I’m certain the only reason I know anyone in our complex is because of Henry.

“Hi, Henry!”
“How’s Henry today?”
“Henry got a haircut!”
“Oh, Henry, what a handsome boy!”
“What kind of dog is Henry again?

And then after the two to three minutes of Henry interaction:

“Oh, what’s your name again?” or “Oh, you have a baby. What’s her name?”

Or sometimes, just “Take care.”

Don’t get me wrong. I don’t care. I’m fascinated by it. Hence, this blog.

Henry just seems to be a little piece of magic in this world, and it’s wonderful.

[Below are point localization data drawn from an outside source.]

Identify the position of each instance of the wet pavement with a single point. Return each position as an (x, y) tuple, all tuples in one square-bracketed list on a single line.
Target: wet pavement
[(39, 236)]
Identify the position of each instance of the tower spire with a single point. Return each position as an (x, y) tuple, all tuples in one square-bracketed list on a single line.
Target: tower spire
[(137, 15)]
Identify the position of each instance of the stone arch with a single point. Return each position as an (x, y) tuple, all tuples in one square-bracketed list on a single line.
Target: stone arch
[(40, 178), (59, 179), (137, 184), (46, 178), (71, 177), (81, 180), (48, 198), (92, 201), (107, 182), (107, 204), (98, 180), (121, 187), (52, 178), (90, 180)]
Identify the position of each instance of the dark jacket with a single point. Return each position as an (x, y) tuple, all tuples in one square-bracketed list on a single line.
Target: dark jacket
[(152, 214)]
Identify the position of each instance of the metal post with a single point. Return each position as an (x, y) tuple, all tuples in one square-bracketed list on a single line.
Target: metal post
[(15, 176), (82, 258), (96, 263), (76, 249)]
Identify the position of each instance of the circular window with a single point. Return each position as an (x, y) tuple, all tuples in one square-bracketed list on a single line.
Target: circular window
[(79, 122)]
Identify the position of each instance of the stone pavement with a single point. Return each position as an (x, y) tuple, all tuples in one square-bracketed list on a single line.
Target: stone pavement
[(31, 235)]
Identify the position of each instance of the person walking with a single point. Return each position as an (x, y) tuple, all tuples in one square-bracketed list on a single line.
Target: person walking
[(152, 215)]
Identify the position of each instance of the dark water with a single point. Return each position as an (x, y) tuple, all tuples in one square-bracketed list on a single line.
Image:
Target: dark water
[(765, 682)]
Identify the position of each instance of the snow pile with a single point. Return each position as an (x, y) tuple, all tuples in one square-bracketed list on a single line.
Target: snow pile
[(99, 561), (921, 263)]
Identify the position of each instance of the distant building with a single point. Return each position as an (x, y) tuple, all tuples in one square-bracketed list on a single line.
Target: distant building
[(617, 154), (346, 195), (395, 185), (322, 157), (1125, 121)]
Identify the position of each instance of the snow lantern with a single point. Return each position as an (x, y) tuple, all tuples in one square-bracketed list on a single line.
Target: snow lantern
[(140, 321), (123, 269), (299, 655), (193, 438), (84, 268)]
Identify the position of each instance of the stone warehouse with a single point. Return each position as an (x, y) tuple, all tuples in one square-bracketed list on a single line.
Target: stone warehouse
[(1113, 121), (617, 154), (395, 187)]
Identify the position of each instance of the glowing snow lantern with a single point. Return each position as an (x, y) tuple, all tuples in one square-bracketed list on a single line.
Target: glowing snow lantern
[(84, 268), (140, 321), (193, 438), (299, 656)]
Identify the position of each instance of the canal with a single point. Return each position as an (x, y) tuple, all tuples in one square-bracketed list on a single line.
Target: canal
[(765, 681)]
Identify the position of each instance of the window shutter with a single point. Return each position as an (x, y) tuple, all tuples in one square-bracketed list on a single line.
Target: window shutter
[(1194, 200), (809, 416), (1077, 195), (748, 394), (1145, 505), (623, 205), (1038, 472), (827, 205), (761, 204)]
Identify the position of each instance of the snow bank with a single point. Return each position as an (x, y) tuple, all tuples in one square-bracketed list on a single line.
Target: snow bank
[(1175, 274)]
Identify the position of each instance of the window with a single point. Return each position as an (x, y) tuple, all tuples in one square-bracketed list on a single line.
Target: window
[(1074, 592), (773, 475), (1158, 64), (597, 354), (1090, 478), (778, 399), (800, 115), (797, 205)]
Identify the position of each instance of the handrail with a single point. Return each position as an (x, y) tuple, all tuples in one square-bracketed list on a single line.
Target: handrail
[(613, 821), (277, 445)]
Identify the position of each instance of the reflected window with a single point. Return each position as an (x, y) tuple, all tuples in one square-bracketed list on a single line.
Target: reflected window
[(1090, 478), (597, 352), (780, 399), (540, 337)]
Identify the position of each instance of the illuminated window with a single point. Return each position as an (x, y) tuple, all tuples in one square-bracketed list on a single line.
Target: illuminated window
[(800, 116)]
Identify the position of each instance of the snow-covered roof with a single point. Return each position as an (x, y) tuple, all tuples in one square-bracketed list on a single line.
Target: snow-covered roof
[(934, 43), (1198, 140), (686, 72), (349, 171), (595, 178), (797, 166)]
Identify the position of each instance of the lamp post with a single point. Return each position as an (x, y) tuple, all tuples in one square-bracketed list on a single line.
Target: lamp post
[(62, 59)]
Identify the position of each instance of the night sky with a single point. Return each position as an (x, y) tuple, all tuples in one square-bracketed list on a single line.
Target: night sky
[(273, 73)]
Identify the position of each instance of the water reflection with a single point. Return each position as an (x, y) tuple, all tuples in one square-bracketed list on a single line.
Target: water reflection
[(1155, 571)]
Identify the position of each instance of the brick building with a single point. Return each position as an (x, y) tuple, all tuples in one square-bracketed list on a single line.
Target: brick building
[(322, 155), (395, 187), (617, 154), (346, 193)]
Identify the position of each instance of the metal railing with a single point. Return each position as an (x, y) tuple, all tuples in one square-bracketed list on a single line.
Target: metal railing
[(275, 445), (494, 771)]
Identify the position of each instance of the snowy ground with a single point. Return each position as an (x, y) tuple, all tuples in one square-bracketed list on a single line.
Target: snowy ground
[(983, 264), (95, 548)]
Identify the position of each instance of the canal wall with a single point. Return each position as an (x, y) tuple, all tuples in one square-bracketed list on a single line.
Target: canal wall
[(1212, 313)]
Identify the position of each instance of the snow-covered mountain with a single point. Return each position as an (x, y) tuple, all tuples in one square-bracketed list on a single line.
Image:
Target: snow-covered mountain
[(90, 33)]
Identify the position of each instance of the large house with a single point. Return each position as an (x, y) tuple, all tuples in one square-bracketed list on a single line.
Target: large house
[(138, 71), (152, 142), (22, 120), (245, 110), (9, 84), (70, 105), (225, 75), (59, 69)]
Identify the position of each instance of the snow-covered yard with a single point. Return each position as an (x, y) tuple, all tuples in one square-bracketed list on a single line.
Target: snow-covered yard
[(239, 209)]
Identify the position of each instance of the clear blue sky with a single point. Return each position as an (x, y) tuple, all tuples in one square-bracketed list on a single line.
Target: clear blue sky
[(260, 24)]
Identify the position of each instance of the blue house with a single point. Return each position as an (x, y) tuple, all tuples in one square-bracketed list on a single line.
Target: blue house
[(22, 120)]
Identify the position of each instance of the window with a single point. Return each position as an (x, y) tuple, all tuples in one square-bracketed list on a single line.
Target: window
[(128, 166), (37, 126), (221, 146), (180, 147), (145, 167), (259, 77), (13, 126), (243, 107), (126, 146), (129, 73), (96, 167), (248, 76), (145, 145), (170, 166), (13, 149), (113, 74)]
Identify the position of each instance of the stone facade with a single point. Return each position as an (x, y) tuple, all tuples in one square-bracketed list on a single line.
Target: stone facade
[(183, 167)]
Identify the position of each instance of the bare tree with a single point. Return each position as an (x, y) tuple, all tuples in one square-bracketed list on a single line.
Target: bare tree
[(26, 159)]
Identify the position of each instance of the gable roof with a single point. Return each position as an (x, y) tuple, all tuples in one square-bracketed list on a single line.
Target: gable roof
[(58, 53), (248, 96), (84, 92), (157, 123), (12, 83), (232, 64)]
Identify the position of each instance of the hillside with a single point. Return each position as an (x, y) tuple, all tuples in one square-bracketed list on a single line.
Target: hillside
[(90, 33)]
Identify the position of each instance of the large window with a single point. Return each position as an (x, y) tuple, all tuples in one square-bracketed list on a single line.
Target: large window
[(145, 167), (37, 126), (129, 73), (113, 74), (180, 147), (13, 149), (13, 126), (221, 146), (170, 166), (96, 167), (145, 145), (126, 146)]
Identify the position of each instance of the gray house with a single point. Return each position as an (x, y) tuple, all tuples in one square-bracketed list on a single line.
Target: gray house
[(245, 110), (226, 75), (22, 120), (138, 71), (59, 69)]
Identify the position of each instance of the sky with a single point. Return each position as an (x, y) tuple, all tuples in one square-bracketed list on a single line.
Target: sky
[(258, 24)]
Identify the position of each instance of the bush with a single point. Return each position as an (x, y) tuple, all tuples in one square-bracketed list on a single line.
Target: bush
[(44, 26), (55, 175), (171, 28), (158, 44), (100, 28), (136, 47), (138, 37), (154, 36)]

People walking their own dogs stop in their tracks to admire Henry. People turn around after we’ve walked by to continue looking at him. The words,”Look at that dog!” have become commonplace wherever we go. We’ve answered more questions about Henry that we’ve ever answered about our beautiful daughter (she gets plenty of love and attention from lots of people, so I don’t feel too bad about it).

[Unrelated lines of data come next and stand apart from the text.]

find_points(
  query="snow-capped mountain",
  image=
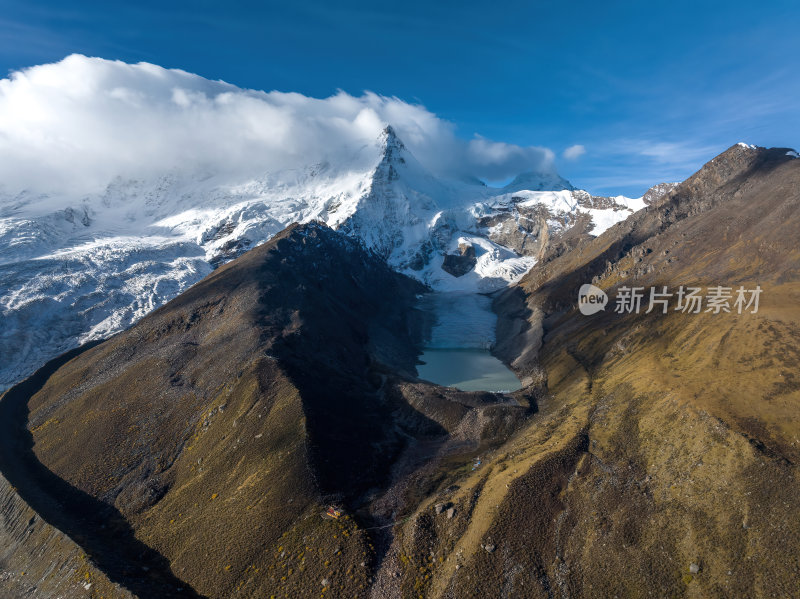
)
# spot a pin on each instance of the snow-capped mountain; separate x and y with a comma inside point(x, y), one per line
point(76, 269)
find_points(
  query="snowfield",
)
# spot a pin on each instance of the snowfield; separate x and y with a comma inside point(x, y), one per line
point(82, 263)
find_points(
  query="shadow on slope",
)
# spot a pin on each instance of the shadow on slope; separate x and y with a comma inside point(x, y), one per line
point(97, 527)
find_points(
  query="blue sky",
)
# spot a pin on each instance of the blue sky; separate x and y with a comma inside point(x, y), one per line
point(651, 90)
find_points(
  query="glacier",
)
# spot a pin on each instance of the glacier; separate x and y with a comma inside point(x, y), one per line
point(123, 185)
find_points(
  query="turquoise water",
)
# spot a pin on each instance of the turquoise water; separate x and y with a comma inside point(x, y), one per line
point(468, 369)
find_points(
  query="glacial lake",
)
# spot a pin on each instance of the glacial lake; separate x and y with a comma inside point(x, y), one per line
point(467, 369)
point(457, 350)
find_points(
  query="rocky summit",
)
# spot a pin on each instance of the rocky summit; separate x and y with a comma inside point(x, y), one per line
point(265, 432)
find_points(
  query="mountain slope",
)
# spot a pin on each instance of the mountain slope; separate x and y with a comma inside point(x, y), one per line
point(664, 458)
point(80, 268)
point(220, 427)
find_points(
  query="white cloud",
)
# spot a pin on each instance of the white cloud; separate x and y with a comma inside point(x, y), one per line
point(76, 124)
point(574, 152)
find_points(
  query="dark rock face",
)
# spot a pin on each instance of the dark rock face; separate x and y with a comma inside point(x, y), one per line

And I have turned into this proud mother of this wonderful dog who brings a smile to almost everyone’s face. And that continues to bring a smile to my face.

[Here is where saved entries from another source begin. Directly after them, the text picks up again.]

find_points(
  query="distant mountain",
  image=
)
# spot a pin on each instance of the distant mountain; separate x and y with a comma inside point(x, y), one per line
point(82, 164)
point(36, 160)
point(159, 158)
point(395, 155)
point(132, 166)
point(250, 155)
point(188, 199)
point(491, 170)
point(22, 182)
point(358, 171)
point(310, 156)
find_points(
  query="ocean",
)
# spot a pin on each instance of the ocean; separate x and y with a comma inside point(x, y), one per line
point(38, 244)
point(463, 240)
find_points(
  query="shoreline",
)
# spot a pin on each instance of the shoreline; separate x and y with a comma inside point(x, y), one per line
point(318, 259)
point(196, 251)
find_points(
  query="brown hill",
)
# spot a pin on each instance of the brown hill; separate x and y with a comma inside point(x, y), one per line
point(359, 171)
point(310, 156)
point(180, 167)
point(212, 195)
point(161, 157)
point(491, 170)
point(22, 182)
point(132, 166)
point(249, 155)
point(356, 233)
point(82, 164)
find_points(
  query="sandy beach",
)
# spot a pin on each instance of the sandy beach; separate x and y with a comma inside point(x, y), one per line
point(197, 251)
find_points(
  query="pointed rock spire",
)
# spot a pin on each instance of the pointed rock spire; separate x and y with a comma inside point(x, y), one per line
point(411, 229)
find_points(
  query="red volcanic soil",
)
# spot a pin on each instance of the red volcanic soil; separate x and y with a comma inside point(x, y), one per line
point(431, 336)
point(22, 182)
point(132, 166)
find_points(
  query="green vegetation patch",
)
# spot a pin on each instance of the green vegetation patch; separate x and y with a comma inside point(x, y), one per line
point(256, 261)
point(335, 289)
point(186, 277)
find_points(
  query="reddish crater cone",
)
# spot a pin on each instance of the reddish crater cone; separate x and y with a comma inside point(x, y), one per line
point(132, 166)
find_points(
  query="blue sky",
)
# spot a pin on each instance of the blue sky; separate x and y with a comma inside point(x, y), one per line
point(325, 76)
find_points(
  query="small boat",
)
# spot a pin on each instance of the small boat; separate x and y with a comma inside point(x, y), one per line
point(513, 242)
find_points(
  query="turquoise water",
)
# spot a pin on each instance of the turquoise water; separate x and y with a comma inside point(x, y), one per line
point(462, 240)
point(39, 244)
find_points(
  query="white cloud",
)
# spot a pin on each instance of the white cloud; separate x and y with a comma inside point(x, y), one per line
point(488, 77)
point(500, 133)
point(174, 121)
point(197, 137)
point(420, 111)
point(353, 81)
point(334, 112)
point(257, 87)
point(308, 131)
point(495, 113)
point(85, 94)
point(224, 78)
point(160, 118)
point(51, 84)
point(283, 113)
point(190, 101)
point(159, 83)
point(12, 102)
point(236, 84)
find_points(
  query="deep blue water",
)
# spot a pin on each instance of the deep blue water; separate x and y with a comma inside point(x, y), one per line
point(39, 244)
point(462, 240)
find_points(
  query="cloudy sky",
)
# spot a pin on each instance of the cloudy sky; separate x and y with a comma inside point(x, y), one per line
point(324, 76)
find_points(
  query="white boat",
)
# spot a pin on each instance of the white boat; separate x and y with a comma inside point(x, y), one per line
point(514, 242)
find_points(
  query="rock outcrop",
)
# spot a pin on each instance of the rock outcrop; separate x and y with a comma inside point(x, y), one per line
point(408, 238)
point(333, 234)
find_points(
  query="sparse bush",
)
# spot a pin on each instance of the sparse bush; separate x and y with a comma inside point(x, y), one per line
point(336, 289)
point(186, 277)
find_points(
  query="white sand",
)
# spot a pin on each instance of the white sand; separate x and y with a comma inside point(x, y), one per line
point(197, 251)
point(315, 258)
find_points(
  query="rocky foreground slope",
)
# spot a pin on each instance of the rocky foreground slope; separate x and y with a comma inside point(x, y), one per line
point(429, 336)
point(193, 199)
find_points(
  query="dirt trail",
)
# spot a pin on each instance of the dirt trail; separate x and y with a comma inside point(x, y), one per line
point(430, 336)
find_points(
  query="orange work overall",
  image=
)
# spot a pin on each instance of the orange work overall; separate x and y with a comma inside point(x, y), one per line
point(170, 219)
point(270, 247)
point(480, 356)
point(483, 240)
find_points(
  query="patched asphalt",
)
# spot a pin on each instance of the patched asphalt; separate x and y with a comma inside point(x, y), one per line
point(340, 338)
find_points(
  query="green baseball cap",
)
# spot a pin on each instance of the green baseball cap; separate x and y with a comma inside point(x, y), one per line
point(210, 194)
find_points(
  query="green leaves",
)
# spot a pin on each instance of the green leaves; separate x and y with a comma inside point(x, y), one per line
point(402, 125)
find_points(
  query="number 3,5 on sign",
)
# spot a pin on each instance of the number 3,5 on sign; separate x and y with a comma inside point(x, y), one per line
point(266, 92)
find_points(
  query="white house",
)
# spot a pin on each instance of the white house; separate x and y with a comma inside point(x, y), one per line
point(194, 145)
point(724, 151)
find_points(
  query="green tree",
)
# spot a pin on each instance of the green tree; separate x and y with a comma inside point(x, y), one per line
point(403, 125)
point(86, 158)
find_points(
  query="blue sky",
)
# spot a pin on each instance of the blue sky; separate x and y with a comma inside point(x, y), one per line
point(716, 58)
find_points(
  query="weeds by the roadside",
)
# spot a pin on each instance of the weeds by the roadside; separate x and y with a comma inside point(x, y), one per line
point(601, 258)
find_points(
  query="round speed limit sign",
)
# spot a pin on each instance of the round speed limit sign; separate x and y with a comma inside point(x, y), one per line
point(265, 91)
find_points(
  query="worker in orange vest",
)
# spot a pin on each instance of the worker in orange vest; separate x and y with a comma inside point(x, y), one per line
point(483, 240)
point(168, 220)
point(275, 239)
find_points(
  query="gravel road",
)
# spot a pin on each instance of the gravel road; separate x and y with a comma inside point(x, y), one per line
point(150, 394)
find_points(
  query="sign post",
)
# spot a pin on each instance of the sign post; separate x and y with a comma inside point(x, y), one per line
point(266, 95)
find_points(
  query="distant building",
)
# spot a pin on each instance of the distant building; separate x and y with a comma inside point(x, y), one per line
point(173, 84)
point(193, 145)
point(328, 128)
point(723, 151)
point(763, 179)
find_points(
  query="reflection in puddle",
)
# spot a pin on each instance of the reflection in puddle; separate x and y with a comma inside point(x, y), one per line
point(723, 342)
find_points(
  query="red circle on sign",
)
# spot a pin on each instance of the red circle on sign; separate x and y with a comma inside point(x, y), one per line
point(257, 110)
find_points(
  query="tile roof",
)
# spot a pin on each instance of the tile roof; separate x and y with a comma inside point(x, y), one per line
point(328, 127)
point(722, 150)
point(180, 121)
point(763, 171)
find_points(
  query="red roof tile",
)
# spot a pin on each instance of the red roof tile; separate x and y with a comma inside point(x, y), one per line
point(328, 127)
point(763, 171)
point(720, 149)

It’s that simple. But I don’t think it’s that common.

And that makes it worth paying attention to.

Because every time Henry comes over to me in the middle of the day with his telltale (tail?) whine that tells me it’s time to go out, and I sigh (midday sun is hot in Florida) and say,”Okay, Henry. Let’s go.” And I get the baby ready to go out in the midday sun, and we finally get outside. And by then I’m like,”Go, already, okay?”

But then, most times, someone is outside somewhere that notices him and greets him first and perhaps Delaney and me afterward. And it just makes me smile. Because people want to interact with Henry. And that just seems special.

Oh, and one more thing. Because of this overwhelming response to Henry, I now use him as a litmus test for trusting people. When people don’t acknowledge him, I don’t acknowledge them. I don’t mean that like he was snubbed or anything. It’s just that Henry is such a friendly and trusting presence that everyone likes him. When someone doesn’t, I don’t necessarily trust them. Simple.

So, that’s my tribute to Henry. Our wonderful, fluffy, attentive, playful, beautiful muppet of a dog.

He has caused me to pay attention in a new way.

And I’m always looking for that. Thanks, Henry.